One of the hallmarks of the Shalom Hartman Institute's Religious Leadership Initiative rabbininc fellowship program (RLI) is the peer led roundtable; a session in which each member of the RLI cohort teaches a text or presents a programmatic idea to his or her colleagues. Regardless of the kind of rabbinate we've pursued - pulpit, formal education, Jewish camping, etc. - Rabbis are accustomed to teaching individuals of different ages and backgrounds. The RLI roundtable is unique and special in that it enables us to teach our peers; a daunting, yet exhilarating endeavor. It's one thing to teach a group of lay people and quite another to present a text or idea to a room full of colleagues who know as much if not more than you.

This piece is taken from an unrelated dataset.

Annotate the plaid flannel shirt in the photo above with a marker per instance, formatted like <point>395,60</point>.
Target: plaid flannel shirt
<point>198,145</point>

Today my colleague, Rabbi Jonathan Hecht, led a fascinating and compelling roundtable session on a subject of historical significance, and did it with aplomb. He presented primary sources related to the Barcelona Disputation of 1263. The debate took place between Dominican friar Pablo Christiani (a Jewish convert to Catholism) and Rabbi Moses ben Nachman (Nachmanides) and in the presence of King James I of Aragon. Leading us through both Nachmanides' and the Latin written accounts of the disputation, Rabbi Hecht argued that a crititical turn had taken place; namely, the Church transitioned from burning rabbinic texts like the Talmud to using those texts to prove the validity and merit of Christianity in an attempt to convert Jews to the Christian faith. Rabbi Hecht also held up Nachmanides as a dugma, an exemplar, of the courageous rabbinic leader who jeapordized his life by defending Judaism in a hostile polemical arena and later publishing his account to provide much needed moral support to an embattled and oppressed Jewish community. He encouraged all of us to follow the Ramban's example of heroic religious leadership
As the roundtable came to a conclusion Rabbi Rachel Sabath Beit-Halachmi, the director of our RLI program, asked us the key, overarching and crucial question: "What is today's disputation?" I would argue that it's an internal one. The parties involved are Jewish and the forum in which it takes place is within the Jewish community. The disputation is about the very controversial issue of political discourse relating to the State of Israel. I think Rabbi Sabath Beit-Halachmi's question was really a rhetorical one. How can we as Jewish religious leaders help to engender a respectful and empathetic discourse that can heal our community and unite us rather than divide us over the one issue that has, up until this point, always kept our multi-denominational community together?
In the wake of the disputation Nachmanides had to flee Aragon and seek refuge in Eretz Israel. He might have won the battle but in the end he personally lost the war. We can ill afford a similar pyrrhic victory; one where a significant segment of the Jewish community feels as though it has been delegitimized and set apart.